Hag Stones…

Hag stones are easy to miss. Half-buried along riverbanks or tucked between pebbles on the shore, they can appear ordinary at first glance. But once you notice a hole worn clean through its centre, smoothed by water and time, you know you’ve found something special.

This month we’re neck-deep in folklore, and in folklore nothing creates a hole without reason.

Hag stones (also known as witch stones) have long been regarded as protective objects. Throughout the ages they’ve been hung on doors, tied above beds, fastened to stables and cradles, and carried in pockets. Not because they’re beautiful (though some most certainly are), but because they’re deemed useful.

And when I say useful, I mean in a magical sense. 

Albeit a magic that’s defensive and suspicious by nature.

According to folklore, to look through the hole of a hag stone is a way of seeing past the surface and into the unknown. Though not without risk. Folk warnings cautioned against looking too long because whatever you see, it sees you back.

Hag stones slip fittingly into the realm of buried secrets. They’re formed slowly and invisibly.
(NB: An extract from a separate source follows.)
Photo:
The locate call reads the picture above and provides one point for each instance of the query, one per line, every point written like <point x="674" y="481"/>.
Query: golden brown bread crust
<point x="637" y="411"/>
Water wears away stone, grain by grain, until something unexpected opens at the centre. There’s no drama or violence about it, just persistence. Time doing what time always does, whether we notice or not.

And secrets work much the same way.

Families bury things with good intentions. Whether to protect, preserve or keep the peace. Over years, generations even, those buried truths are worn thin by repetition, omission and quiet pressure. Eventually, a gap appears, forming a hole straight through the stories we’ve been told.

You can’t rush hag stones or force them into being. They endure a long process and come out altered, but intact.

In superstition, they were regarded particularly effective against whatever slipped through the threshold. Witches, spirits and ill-intentioned visitors. Hung on a cord, they acted as anchors, pinning reality in place when boundaries grew thin.

Many hag stones are discovered after storms or floods. They follow moments of upheaval and disturbance when buried things surface unexpectedly.

To find one feels like being chosen. 

They don’t promise safety, but instead awareness. They remind us that what’s buried is rarely gone. Time alters secrets but doesn’t erase them. And sometimes, protection isn’t about banishing danger, but about learning where the holes are in the story.

If you find a hag stone, consider where it came from. What wore it open. What surfaced alongside it. And ask yourself what it is that you might like to see beyond the surface.

Just don’t linger too long with your eye pressed to the centre.

Some truths, once glimpsed, are difficult to unsee.